I spent a few minutes this afternoon perusing the blogs that my friends and I updated regularly when we were in college.

I know this is supposed to be a new year, and on to new things, but sometimes you can't help but think about the past. It's fun, though sometimes heartbreaking, to reach back into a simpler time and see yourself as you were then. The snapshot of myself was circa spring 2006. I was beautiful.

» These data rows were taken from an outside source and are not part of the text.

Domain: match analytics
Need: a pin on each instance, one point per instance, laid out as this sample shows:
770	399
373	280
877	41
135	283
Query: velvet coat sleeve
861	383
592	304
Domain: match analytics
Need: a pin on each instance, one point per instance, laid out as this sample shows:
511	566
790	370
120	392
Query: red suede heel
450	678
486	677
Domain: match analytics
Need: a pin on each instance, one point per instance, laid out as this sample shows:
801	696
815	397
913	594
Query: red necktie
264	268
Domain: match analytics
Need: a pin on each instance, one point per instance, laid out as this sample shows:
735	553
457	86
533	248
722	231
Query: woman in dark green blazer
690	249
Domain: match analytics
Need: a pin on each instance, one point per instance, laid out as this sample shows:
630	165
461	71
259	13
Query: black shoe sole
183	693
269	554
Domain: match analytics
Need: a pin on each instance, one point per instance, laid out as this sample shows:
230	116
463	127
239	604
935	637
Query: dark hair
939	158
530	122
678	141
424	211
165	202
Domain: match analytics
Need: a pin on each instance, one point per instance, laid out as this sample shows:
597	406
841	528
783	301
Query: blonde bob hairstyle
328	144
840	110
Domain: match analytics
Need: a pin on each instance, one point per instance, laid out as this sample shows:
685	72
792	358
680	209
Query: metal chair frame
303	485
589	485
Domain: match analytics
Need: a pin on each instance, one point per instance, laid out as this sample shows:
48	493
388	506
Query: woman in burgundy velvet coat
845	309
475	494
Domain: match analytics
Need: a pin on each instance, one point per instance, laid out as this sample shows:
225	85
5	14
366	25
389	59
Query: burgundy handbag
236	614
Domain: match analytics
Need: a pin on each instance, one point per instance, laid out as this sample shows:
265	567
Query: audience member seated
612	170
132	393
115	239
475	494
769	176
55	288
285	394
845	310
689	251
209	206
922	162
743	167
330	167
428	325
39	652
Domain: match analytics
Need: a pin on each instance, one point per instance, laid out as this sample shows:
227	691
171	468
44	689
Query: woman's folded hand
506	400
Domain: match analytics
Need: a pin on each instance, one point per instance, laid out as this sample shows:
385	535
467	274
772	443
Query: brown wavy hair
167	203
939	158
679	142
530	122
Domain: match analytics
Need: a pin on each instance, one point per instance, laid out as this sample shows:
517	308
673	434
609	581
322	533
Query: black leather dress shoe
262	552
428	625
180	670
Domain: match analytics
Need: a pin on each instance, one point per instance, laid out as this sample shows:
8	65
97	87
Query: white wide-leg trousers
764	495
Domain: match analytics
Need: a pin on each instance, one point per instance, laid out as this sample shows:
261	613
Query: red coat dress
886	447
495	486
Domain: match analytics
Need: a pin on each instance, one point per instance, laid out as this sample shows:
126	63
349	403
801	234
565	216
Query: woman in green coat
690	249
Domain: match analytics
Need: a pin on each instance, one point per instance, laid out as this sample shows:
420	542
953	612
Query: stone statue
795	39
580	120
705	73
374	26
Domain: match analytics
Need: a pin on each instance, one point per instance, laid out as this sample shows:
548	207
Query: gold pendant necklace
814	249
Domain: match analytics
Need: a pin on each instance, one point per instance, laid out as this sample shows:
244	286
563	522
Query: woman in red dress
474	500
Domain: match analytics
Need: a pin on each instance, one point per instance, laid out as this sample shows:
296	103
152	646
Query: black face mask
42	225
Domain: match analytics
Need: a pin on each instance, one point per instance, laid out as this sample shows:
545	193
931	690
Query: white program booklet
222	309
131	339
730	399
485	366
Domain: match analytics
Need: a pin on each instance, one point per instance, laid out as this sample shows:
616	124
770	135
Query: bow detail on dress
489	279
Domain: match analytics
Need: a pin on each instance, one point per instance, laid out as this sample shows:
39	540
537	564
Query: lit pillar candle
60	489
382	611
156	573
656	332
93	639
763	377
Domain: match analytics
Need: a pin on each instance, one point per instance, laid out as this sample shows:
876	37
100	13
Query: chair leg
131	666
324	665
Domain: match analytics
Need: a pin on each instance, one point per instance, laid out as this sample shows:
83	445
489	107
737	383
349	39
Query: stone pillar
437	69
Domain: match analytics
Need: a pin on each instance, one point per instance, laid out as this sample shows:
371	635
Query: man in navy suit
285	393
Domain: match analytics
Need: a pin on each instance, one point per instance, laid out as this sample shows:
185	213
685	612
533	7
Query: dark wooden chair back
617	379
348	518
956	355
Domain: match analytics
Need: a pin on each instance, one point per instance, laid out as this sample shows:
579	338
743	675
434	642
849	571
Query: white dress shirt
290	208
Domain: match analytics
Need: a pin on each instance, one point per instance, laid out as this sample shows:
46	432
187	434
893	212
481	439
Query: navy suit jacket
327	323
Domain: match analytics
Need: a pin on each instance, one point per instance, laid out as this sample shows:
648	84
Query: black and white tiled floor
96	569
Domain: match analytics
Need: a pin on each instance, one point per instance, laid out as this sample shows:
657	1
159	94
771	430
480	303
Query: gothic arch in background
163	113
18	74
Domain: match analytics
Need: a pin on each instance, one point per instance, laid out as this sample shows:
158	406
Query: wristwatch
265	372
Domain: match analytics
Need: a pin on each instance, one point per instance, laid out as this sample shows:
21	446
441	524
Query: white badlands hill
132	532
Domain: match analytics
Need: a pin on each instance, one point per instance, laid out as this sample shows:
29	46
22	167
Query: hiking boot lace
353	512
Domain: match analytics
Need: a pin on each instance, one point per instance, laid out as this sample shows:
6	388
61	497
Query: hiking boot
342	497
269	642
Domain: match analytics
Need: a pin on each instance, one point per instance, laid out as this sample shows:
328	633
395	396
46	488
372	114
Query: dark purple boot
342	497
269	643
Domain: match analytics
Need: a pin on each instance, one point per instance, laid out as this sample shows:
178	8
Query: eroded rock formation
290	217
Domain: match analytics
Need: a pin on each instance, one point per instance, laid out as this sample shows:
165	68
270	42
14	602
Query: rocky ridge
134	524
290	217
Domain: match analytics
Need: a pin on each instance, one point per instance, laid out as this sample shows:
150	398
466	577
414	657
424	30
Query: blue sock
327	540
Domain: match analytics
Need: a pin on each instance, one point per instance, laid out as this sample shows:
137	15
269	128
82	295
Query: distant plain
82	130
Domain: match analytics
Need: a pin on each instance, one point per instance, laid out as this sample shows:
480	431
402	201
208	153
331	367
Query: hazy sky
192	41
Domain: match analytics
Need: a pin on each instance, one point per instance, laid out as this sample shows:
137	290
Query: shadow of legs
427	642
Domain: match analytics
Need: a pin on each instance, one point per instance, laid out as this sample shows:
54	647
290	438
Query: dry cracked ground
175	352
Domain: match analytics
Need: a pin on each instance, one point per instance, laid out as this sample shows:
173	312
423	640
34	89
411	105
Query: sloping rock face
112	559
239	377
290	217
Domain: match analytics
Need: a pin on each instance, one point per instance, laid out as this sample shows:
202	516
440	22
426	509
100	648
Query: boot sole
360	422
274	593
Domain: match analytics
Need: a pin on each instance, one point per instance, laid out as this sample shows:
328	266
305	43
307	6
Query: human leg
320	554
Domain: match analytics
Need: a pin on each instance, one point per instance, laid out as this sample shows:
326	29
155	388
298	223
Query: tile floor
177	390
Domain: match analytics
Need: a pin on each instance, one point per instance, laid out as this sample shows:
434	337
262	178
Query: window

It wasn't a physical image, but something I got to see in my thoughts and words, comments from and made to friends, blogs that friends had written that had included glimpses of the times we had spent together. I was just about to graduate from college (the first time) and the blogs detailed my escapades with classes, friends, theatre, job hunts, apartment searches -- a time that then was stressful, but I now look at with fondness. What I saw was a young, happy girl that was excited (if not a little scared) about the rest of her life. I saw friends that she loved, and that loved her, and supported her with everything they had. What an amazing time.

It makes me miss my friends like crazy. I can't believe that it has been essentially four years since I have seen or spent any significant amount of time with them. Sure, now I have new friends, but when people were such a part of your life and meant so much to you, it's hard not to long for those times, even when you know you can't have them back.